Tech

Slack valuation more than doubles to $2.8 billion

Slack co-founder and CEO Stewart Butterfield
David Paul Morris | Bloomberg | Getty Images

Six months ago, a year-old messaging app called Slack lit up the tech blogs when it raised money at a $1.12 billion valuation. Well, try $2.8 billion. (Tweet This)

That's how high investors including DST Global and Index Ventures are valuing the start-up, based on a $160 million financing round announced Thursday. All for a service that's effectively trying to kill internal e-mail use by simplifying communication among teams.

Created by Flickr co-founder Stewart Butterfield, the San Francisco-based company has over 200,000 paid users, and 750,000 people access the service daily. Customers include Adobe, the New York Times, HBO and Expedia.

Read MoreSlack: The billion-dollar accident

"Stewart and the team at Slack have taken a page out of the consumer playbook and revolutionized business communications by taking a generationally-different approach to messaging," said Mike Volpi, partner at Index Ventures and now a Slack board member, in the statement.

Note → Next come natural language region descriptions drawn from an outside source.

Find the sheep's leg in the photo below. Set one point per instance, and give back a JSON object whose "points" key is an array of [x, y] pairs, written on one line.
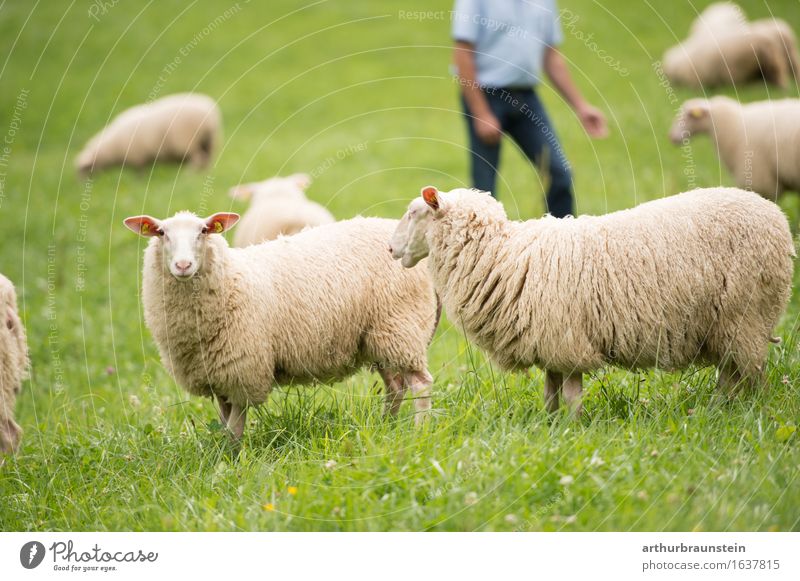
{"points": [[224, 408], [395, 391], [552, 387], [420, 384], [236, 420], [573, 390]]}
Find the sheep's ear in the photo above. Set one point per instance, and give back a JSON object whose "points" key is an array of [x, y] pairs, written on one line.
{"points": [[144, 225], [303, 180], [431, 196], [221, 221], [241, 192]]}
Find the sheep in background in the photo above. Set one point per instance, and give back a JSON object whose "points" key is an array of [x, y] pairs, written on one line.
{"points": [[13, 367], [758, 142], [232, 322], [175, 128], [697, 278], [723, 48], [279, 207]]}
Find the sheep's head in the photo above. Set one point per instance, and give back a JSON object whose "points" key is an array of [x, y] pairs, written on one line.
{"points": [[694, 117], [293, 186], [183, 238], [409, 242]]}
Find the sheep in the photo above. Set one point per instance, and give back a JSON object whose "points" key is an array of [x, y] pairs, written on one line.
{"points": [[13, 367], [696, 278], [724, 48], [179, 127], [279, 207], [230, 323], [758, 142]]}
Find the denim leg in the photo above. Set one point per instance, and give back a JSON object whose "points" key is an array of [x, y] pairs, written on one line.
{"points": [[532, 130], [484, 158]]}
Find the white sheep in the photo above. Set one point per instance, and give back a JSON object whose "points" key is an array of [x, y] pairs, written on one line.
{"points": [[279, 207], [697, 278], [758, 142], [13, 366], [232, 322], [185, 126], [723, 47]]}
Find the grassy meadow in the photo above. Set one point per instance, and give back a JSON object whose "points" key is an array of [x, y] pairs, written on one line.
{"points": [[358, 94]]}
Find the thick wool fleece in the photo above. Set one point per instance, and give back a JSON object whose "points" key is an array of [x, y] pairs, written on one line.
{"points": [[13, 365], [270, 216], [312, 307], [179, 127], [689, 279], [723, 48], [758, 142]]}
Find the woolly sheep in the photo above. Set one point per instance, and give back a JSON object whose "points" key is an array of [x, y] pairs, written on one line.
{"points": [[179, 127], [314, 307], [723, 47], [700, 277], [13, 367], [279, 207], [758, 142]]}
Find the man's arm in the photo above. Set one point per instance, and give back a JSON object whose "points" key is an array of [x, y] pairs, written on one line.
{"points": [[487, 126], [556, 69]]}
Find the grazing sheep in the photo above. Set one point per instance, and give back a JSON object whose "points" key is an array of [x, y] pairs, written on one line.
{"points": [[175, 128], [279, 207], [759, 142], [13, 367], [697, 278], [723, 48], [317, 306]]}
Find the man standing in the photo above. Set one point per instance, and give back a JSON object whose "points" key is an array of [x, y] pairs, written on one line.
{"points": [[501, 49]]}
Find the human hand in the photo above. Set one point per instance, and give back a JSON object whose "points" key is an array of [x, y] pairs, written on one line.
{"points": [[593, 121]]}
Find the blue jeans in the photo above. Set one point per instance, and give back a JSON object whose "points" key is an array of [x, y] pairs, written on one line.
{"points": [[522, 116]]}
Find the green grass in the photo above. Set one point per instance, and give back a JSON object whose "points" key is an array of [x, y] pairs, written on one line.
{"points": [[111, 442]]}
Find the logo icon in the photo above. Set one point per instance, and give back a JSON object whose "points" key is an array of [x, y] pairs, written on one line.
{"points": [[31, 555]]}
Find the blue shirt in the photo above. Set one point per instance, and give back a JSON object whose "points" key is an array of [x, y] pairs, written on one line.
{"points": [[510, 38]]}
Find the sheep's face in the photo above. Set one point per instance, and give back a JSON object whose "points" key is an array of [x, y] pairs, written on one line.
{"points": [[409, 242], [293, 186], [183, 238], [693, 118]]}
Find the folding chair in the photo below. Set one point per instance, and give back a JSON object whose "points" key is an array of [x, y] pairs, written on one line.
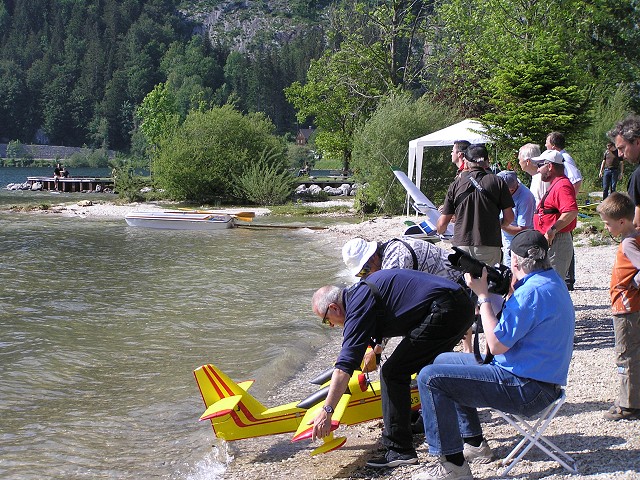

Slack didn't specify how it's going to put all this fresh cash to work, just months after raising $120 million. The biggest challenge is creating staying power in a market where many companies have emerged then fizzled. And there's competition from Atlassian's HipChat service as well as Asana and Basecamp.

"We're still at the beginning of a major transition in how people communicate and work together," said Butterfield.

The investing round was joined by all existing backers, including Andreessen Horowitz, Kleiner Perkins Caufield & Byers and Google Ventures.

Correction: An earlier version of this story misstated the company's October valuation.